Applications of TLS Data
The aim of this section of the unit is to familiarise you with some real world example applications of TLS and the derived data and Digital Elevation Models (DEMs). A number of studies are presented that have been underpinned by TLS data.
Applications of TLS
TLS have been applied to a range of different disciplines and research areas. Any application that requires high resolution topographical data could make use of TLS.
Derivation of stream bed DEMs for hydraulic modelling
The TLS data that was presented in the last section, from a stream bed in Essex, UK, was used to produce a continuous gridded Digital Elevation Model (DEM) of the stream bed. This has since been used to perform hydraulic simulations, exploring the conditions in the stream at full flow. Depth averaged 2D models are currently being used to explore patterns of velocity in the river with the DEM forming the base level in the model. The diagram shows the 2D slices bottom right and velocity of water (blue = fast, red = slow) to the left. Such modelling would be impossible without suitably high resolution DEMs created from scan data.
Archaeological modelling/preservation
The Scanstation was used in 2010 to record much of a very important Roman port, known as Portus, which has been uncovered by archaeologists at the University of Southampton. The TLS enabled very high resolution models of the structures to be recorded. These can be analysed back in an office environment and serve as a permanent record of the site as it was when uncovered.
Analysis of patterns of bank erosion
Research on the Cecina River in Italy has been focusing on patterns of river bank erosion. High resolution scans have been taken at the site since 2003 and these have been post-processed in a similar way to the Essex stream bed data to produce bank DEMs which can be used to evaluate the patterns of erosion through time. The image below shows the DEMs from 2005 and 2006 (top and bottom respectively) and in the center the DEM of difference (i.e. 2006 DEM – 2005 DEM). By comparing DEMs of difference (or DoDs as they are sometimes called) we can explore how the spatial distribution of erosion changes through time. This can be related to secondary data such as river discharge to establish links between the two.
Reflection
Using Google Maps (satellite view) inspect the volcanic craters around the town of Volcano in Hawaii. It's the most active volcano in the world – Kilauea. Volcanologists want to predict eruptions and can do this by seeing subtle cm changes in ground height over areas several square kms that indicate volcanic lava is collecting below a volcano ready to erupt. Would TLS be a useful tool in this situation?

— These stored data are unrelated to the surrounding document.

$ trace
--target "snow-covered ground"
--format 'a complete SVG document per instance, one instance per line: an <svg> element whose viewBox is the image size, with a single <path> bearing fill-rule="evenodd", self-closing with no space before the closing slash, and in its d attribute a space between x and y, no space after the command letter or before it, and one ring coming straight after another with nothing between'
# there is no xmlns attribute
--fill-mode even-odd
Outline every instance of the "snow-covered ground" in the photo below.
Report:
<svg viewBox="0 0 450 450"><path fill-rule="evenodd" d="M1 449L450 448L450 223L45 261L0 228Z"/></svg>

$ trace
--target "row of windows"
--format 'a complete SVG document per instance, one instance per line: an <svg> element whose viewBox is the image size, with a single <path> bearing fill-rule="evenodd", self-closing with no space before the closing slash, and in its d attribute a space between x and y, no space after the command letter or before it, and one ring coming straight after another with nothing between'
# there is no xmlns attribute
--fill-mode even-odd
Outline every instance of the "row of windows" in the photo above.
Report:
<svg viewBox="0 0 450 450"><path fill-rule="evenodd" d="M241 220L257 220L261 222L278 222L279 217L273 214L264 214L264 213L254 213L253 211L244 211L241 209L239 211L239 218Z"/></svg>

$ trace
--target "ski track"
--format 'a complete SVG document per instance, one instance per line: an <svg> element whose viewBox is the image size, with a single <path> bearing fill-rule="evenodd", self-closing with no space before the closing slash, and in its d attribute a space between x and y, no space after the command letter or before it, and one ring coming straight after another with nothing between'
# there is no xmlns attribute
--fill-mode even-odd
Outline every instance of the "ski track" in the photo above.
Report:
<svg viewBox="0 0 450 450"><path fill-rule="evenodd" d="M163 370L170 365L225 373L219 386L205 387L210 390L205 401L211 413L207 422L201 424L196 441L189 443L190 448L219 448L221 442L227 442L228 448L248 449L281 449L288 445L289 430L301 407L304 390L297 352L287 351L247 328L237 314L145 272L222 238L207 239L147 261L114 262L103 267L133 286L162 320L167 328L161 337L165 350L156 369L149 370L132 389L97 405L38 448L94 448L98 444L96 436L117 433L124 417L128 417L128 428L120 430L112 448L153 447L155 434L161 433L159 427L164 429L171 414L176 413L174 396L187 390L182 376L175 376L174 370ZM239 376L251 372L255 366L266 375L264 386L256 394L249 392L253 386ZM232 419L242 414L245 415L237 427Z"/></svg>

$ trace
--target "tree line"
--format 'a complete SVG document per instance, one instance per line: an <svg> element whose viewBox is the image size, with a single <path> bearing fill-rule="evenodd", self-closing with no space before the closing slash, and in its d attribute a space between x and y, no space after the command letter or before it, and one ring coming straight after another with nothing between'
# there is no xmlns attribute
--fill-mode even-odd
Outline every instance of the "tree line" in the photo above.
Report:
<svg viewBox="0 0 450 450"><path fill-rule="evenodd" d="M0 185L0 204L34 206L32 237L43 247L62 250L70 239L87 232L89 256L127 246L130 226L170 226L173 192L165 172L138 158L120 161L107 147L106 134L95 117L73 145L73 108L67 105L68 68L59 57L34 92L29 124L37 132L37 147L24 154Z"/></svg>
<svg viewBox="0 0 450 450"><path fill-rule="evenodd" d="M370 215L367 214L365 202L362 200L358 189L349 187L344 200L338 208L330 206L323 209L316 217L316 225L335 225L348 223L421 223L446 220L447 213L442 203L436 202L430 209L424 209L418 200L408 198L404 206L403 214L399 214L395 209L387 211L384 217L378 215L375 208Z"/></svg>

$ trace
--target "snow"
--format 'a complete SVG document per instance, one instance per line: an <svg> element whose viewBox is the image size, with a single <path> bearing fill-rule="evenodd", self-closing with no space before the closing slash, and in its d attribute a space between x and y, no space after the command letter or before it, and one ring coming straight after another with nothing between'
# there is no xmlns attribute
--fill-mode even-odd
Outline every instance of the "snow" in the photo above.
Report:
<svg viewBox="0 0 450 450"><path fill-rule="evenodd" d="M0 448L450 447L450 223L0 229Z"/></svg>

It may have some specialist applications but aerial LiDAR is far more applicable because of the scale – TLS is only useful on the scale of 10s of meters and the craters are hundreds of meters to km in scale.
Reflection
Read the Lichti et al. (2005) and Hodge et al. (2009) papers below which highlight some of the key problems that are identified with the use of TLS. Try to summarise the key causes of uncertainty in TLS data.
The authors of both papers cite a number of problems and limitations with using TLS for fine scale topographical analysis. The three key causes of error are:
- Scanner hardware design
- Surface reflectivity
- Imaging geometry
Hodge et al. (2009) also cite the laser footprint size as being a limiting factor in the resolution of DEMs that can be created from TLS data.
There are other issues highlighted, the above represent just a few.
References
Bae KH, Belton D, Lichti DD. 2007. Pre-processing procedures for raw point clouds from terrestrial laser scanners. Journal of Spatial Science 52(2): 65-74.
*Hodge, R., J. Brasington, and K. Richards (2009), In situ characterization of grain-scale fluvial morphology using Terrestrial Laser Scanning, Earth Surf. Process. Landf., 34(7), 954-968, DOI: 10.1002/esp.1780
Kaasalainen S, Hyyppa H, Kukko A, Litkey P, Ahokas E, Hyyppa J, Lehner H, Jaakkola A, Suomalainen J, Akujarvi A, Kaasalainen M, Pyysalo U. 2009. Radiometric Calibration of LIDAR Intensity with Commercially Available Reference Targets. Ieee Transactions on Geoscience and Remote Sensing 47(2): 588-598. doi:10.1109/tgrs.2008.2003351.
Kukko A, Kaasalainen S, Litkey P. 2008. Effect of incidence angle on laser scanner intensity and surface data. Applied Optics 47(7): 986-992.
Lichti DD. 2005. Spectral filtering and classification of terrestrial laser scanner point clouds. Photogrammetric Record 20(111): 218-240.
*Lichti DD, Gordon SJ, Tipdecho T. 2005. Error models and propagation in directly georeferenced terrestrial laser scanner networks. Journal of Surveying Engineering-Asce 131(4): 135-142.